Everyone knows that Chinese white-collars work overtime, but to what extent? Recently, a study by Zhaopin, one of China’s largest online headhunters, has given us a peek at the truth.
About 81.95% employees work overtime every week, 77.61% of whom do it for free. 24.70% of them even work overtime every day without being paid. The average overtime is 6.45h per week. In 2016, Chinese mobile transportation platform DiDi published a ranking of the companies with the most overtime, the top 3 being JD, Tencent and 58Ganji. The average time of leaving the office at JD was 23:16. DiDi has stopped publishing this ranking, possibly due to PR pressures from such companies. But the situation apparently didn’t improve just because the statistics are no longer disclosed.
Overtime is closely related to market competitiveness. As China goes through different hot money crazes each year, the overtime “king” changes too: in 2017, as needs for collaboration platforms surged, the CEO of DingTalk, developed by Alibaba, claimed that anyone leaving work before 1 am would be considered disqualified.

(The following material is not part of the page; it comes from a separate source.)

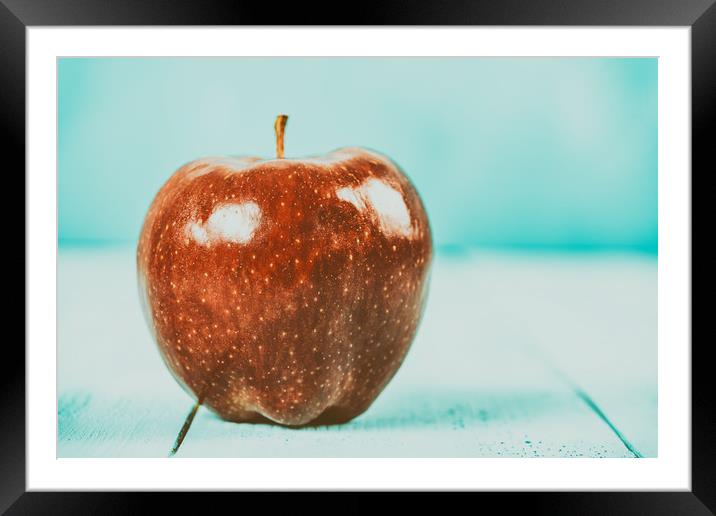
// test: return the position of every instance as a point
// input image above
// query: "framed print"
(397, 255)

In 2018, short videos entered the market, ByteDance and Kuaishou both chose the odd-even schedule: one week working for five days and the next six days, plus the usual overtime on workdays. In 2019, online education seized its opportunity, which led to online teachers talking about the tuition fees with parents until midnight.
In 2020, many Chinese tech giants put their bets on community group buying, the already terrifying 996 working hour system became 9127 (9 a.m. till midnight, 7 days a week) at DiDi, 007 at Meituan and 1127 at Pinduoduo. Late at night, many have thought about quitting, but few takes it to action.
Why the paradox of deep hatred towards overtime while not quitting? Money. A study by Offershow gives the salary of tech giants. For recent graduates, most internet companies offer an annual salary of between $31K and $77K, much higher than traditional industries. However, considering unpaid overtime, the hourly pay of these companies is not that impressive.
Chinese tech giants are becoming labor intensive companies with their over 100,000 employees. Most of them changed from the old waterfall model to agile software development, whose production logics transform different departments into workstations on an invisible assembly line. Once the line starts to operate, employees become screws in the eyes of the company: they don’t care if it’s a happy screw, all they need is a functional screw to make the gear rotate 24-7.
On social platforms like Zhihu and Weibo, internet users have been complaining about the extreme overtime situation, which is obviously against the labor law. However, it seems like as long as these tech giants continue to offer enough taxes, the rest is not a priority.